Ofiste acil iş yetiştirmek isteyenler veya sınava son anda hazırlanan öğrenciler zihin açıcı kahve kupalarına, çay fincanları ya da enerji içeceklerine yöneliyordu. Ancak, Vanderbilt Üniversitesi’nden doktora adayı Robert Reinhart ve psikoloji bölümünde öğretim görevlisi olan Doç. Dr. Geoffrey Woodman geliştirdikleri elektrikli “düşünme şapkası” ile insan beynini uyararak daha hızlı düşünmeyi sağlayabileceklerine inanıyor. Bu durumda ilk “Geleceğe Dönüş” filminde Doktor’un başına taktığı düşünme şapkası da gerçek olacak.
Düşünme şapkası
Elektrikli şapka deyince ilk akla gelen görüntüler pek hoş değil. Frankenstein filmlerindeki ünlü “O yaşıyor!” sahnesi, 20. yüzyılda elektroşokla tedavi edilen sinir hastaları ve elbette elektrikli sandalyeler.
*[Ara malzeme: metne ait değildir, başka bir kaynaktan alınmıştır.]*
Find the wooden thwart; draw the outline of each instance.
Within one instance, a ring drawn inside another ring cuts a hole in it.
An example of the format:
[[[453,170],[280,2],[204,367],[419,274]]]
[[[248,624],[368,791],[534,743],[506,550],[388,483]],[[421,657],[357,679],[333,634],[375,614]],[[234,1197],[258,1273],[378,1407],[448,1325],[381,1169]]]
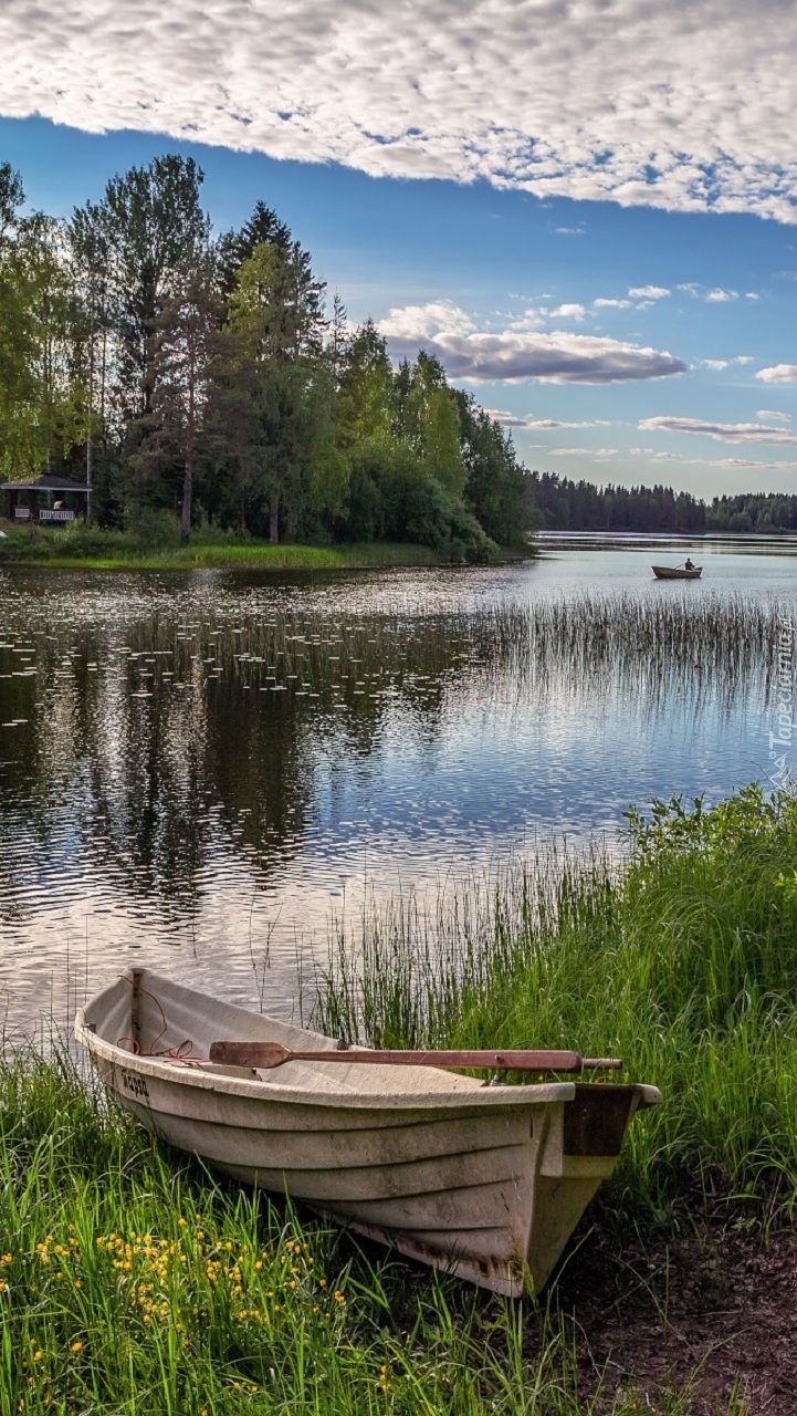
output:
[[[500,1072],[587,1072],[597,1068],[617,1070],[623,1066],[620,1058],[582,1058],[580,1052],[569,1051],[391,1052],[378,1048],[341,1048],[293,1052],[280,1042],[211,1042],[210,1061],[265,1070],[285,1062],[374,1062],[379,1066],[459,1066]]]

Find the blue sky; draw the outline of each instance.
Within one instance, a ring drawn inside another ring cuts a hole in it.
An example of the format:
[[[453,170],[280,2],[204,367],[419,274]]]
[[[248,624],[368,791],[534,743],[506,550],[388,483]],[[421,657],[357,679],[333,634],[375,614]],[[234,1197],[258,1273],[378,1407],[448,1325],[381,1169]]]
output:
[[[68,215],[195,156],[218,231],[275,207],[529,466],[797,491],[797,14],[657,10],[7,0],[0,160]]]

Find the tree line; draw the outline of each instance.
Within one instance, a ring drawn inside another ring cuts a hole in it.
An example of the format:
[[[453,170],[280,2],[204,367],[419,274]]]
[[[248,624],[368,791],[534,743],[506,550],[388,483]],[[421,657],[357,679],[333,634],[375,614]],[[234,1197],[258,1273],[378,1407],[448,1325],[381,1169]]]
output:
[[[23,214],[0,163],[0,480],[92,486],[105,527],[180,518],[270,541],[525,539],[511,438],[419,351],[331,306],[263,202],[214,236],[202,173],[163,156],[68,221]]]
[[[797,531],[797,496],[743,493],[705,503],[672,487],[596,487],[531,473],[541,524],[551,531]]]

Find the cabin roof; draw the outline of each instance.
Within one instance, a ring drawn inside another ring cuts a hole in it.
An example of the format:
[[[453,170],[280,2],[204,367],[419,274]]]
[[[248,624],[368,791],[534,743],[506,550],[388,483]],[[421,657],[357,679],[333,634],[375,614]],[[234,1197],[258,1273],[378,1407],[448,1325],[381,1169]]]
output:
[[[0,491],[91,491],[91,487],[85,481],[42,472],[40,477],[24,477],[23,481],[0,481]]]

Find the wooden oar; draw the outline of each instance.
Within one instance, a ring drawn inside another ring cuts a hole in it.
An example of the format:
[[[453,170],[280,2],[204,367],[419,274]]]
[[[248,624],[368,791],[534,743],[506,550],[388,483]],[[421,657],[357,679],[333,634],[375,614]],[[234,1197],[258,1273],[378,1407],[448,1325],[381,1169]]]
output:
[[[283,1062],[375,1062],[379,1066],[494,1068],[501,1072],[586,1072],[623,1066],[620,1058],[582,1058],[579,1052],[381,1052],[378,1048],[341,1048],[294,1052],[280,1042],[211,1042],[211,1062],[270,1069]]]

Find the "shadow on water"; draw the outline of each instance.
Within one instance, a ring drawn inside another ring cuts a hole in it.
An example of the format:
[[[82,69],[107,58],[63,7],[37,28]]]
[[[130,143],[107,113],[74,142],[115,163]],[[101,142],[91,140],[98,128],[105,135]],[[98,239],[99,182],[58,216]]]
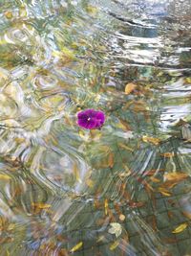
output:
[[[1,255],[191,254],[190,4],[1,1]]]

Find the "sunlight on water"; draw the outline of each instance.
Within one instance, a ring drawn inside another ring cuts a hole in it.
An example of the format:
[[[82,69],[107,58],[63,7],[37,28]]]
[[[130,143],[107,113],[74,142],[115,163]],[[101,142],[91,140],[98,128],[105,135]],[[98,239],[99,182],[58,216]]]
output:
[[[190,0],[0,5],[0,255],[190,255]]]

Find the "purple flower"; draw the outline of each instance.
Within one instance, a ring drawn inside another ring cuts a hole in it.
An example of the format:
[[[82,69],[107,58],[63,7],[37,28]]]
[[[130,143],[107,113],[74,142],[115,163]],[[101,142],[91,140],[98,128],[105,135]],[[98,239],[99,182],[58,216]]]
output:
[[[102,111],[87,109],[77,113],[77,124],[79,127],[84,128],[100,128],[104,122],[105,115]]]

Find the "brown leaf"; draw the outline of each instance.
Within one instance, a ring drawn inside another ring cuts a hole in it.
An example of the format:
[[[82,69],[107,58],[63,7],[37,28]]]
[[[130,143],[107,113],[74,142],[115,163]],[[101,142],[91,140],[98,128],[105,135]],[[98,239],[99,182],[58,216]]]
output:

Ancak, iki bilim insanın geliştirdiği bu teknoloji çok daha masum ve son derece zararsız. Dünya’nın ilk elektrikli düşünme şapkası basit bir elektroensefalogram (EEG) ünitesinden oluşuyor. Düşünme şapkasında insan beynine düşük voltajlı elektrik akımları uygulayarak öğrenme hızını artırmak mümkün. Hatta elektrik akımının yönü değiştirildiği zaman öğrenme azalıyor. Bu teknoloji insan beyninin işleyişle ilgili yepyeni bulgular ortaya koyuyor.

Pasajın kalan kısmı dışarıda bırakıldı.